This invention relates generally to vehicle transmission gear shifter fork friction shoe inserts and more particularly to improved replaceable inserts providing increased insert life.
It is known to use replaceable plastic inserts fixed to gear shift fork bodies and adapted to engage an annular groove in a shiftable transmission element such as a synchronizer gear hub collar. An example of one such insert is found in U.S. Pat. No. 3,257,861 issued June 28, 1966 to M.E. Siefferman entitled Gear Shifter Fork assembly. The Siefferman patent discloses a single insert comprising a pair of axially spaced semicircular walls rigidly interconnected by a wall like bridge which loosely engages a notch in the fork to thereby prevent relative rotation between the insert and the fork. The notch is placed intermediate the circumferentially opposite ends of the fork flange whereby the insert and fork abutment surfaces are in substantially full circumferentially confronting or bearing contact to one another even though slight misalignment occurs between the fork and shifted element. The U.S. Pat. No. 4,238,012 issued Dec. 9, 1980 to Takeguchi et al. discloses a shift fork friction shoe insert that is tightly fixed to the main body and made of material having a high wear resistibility copper alloy such as high manganese brass. The insert is in the shape of a channel section and has elastomeric tongue-like projections extending from the bottom of the channel section. The projections are urged into grooves formed at the end parts of the fork main body.

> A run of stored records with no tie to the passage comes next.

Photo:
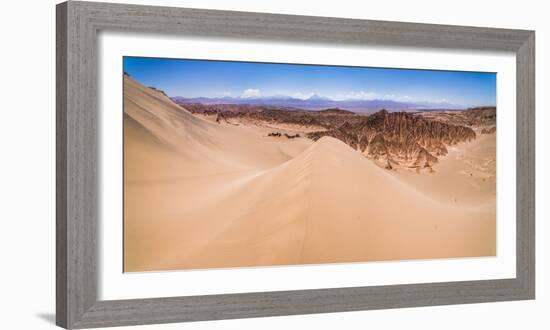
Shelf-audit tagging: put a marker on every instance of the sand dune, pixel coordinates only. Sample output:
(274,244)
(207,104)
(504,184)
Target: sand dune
(204,195)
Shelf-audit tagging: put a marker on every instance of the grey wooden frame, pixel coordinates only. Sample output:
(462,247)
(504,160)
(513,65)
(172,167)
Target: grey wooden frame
(78,24)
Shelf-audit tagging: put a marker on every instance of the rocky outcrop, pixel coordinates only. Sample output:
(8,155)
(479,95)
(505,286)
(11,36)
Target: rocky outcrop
(400,138)
(480,116)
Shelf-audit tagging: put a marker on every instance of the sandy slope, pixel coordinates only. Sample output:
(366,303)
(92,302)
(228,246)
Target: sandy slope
(201,195)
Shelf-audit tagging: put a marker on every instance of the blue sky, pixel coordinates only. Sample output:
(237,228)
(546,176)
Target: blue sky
(200,78)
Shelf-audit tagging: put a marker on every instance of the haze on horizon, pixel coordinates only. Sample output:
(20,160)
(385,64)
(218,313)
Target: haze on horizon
(253,80)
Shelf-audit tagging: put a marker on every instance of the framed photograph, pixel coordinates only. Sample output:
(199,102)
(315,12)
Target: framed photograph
(216,165)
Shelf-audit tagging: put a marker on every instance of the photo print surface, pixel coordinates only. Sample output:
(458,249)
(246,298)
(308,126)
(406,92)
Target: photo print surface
(246,164)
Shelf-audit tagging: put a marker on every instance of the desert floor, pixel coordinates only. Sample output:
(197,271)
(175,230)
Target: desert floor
(199,194)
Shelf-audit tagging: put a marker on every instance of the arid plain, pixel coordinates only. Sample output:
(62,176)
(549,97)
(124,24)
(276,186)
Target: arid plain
(207,187)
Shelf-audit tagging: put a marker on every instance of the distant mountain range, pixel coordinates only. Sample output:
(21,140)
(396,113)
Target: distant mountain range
(316,102)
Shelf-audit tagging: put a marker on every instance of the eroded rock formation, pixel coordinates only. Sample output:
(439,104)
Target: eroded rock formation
(400,138)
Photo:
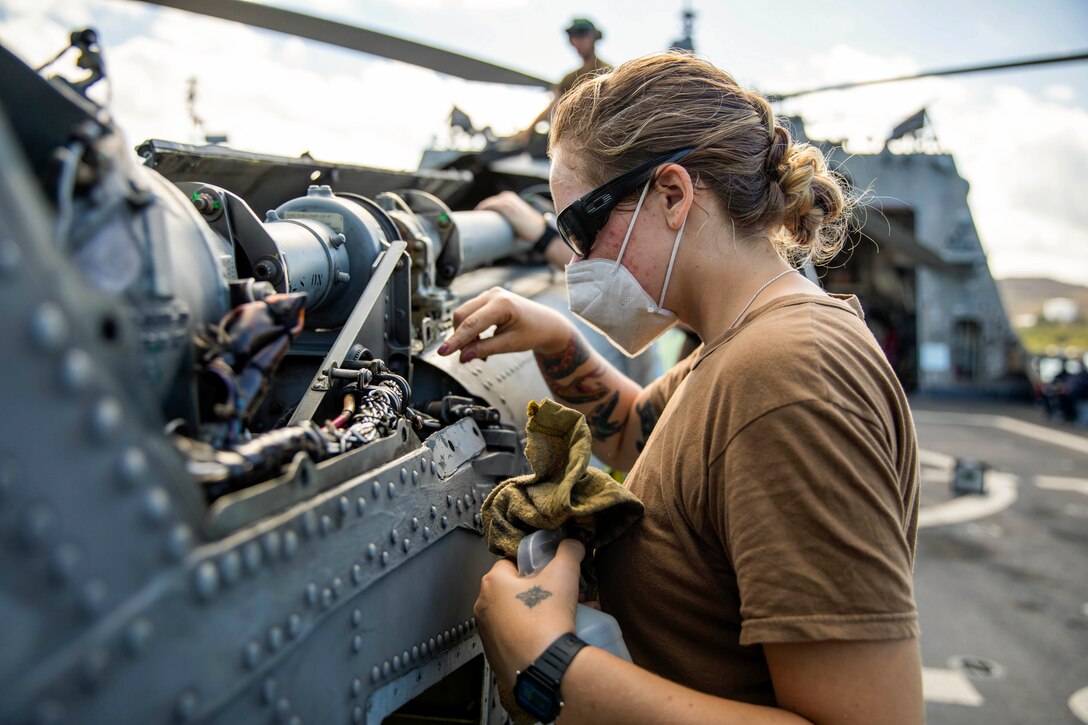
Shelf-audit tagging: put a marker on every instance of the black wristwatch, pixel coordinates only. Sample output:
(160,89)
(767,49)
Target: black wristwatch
(536,689)
(545,238)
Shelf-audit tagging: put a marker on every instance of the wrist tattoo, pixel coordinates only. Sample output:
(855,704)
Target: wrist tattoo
(565,363)
(600,419)
(647,418)
(582,389)
(533,597)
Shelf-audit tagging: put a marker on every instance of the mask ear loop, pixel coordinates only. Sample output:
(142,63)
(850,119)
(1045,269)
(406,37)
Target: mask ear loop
(668,272)
(630,226)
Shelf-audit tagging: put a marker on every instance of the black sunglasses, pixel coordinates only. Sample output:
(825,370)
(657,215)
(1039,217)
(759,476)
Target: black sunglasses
(585,217)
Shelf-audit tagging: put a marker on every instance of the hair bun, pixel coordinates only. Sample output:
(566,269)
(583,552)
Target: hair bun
(814,201)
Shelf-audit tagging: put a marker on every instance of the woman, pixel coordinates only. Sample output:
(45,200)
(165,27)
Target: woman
(770,579)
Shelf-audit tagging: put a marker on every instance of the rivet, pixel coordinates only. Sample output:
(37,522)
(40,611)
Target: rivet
(251,556)
(251,654)
(230,567)
(10,257)
(133,467)
(94,666)
(156,505)
(137,636)
(187,705)
(268,690)
(289,543)
(178,541)
(206,580)
(106,419)
(310,523)
(48,328)
(271,543)
(75,370)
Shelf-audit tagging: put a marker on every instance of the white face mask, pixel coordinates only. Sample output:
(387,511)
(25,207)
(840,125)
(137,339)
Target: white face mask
(609,299)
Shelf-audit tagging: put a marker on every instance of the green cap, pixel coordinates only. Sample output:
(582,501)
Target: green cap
(584,25)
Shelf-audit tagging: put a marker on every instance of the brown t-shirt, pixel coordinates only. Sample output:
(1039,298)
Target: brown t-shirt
(780,486)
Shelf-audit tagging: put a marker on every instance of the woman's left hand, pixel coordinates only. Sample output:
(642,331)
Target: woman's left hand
(520,617)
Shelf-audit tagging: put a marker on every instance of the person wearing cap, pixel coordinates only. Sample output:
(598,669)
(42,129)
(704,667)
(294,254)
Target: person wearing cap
(583,36)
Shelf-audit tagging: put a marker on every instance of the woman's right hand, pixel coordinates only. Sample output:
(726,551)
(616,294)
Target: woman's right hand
(520,324)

The U.S. Pat. No. 4,495,831 issued Jan. 29, 1985 to Takashashi discloses a shift fork having an upwardly extending branch whose upper end is bevelled to introduce dripping lubricant to sliding surfaces of the collar and shift fork branch.
A conventional friction shoe insert is depicted in prior art FIGS. 1-5. FIG. 1 shows a portion of a transmission shift fork, generally indicated at "a", wherein each of its branch free ends "b" is provided with an insert "c" formed of suitable plastic material. The inserts "c" are channel shaped in horizontal section, as seen in FIG. 4, having a pair of side walls "d" joined by a base wall "e". FIG. 3 shows base wall inner face "f" formed with a pair of cross ribs "g" adapted for reception in a corresponding rectangular notch "h" provided in each free end "b".
It will be noted in FIG. 5 that the insert base wall inner face "f" is in flush contact with inboard surface "i" of the branch free end "b"while the insert cross ribs "g" are spaced from notch back wall "j". As seen in FIG. 5A the fork "a" is adapted to move a sleeve or collar shift element "k" on a transmission main shaft (not shown) by virtue of each fork insert "c" being received in an annular U-shaped groove "1" formed on the outer circumference of collar "k". Each side wall "d" of the insert defines a thrust face having a predetermined bearing load support area, i.e. the insert side wall area carrying the force of the sleeve and the fork. In FIG. 5A that the insert thrust face bearing load support area is shown as the confronting contact area of the annular groove "1" radial thrust surface portion in flush abutment with the opposed insert side wall portion "d" is indicated by radial dimension "n". FIG. 5A shows that a substantial portion of the axial thrust bearing area, denoted by dimension "n", comprises the plastic insert base wall "e" having a thickness indicated by dimension "0". It wil be appreciated that a substantial portion, in the order of forty percent in the present example, of the insert side wall abutment area is not backed or supported by the fork branch end "b" when subjected to axial thrust loads. As a result such prior art inserts "c" provide reduced service life and possible shear failure of the base wall "e" under extended shift induced thrust loading.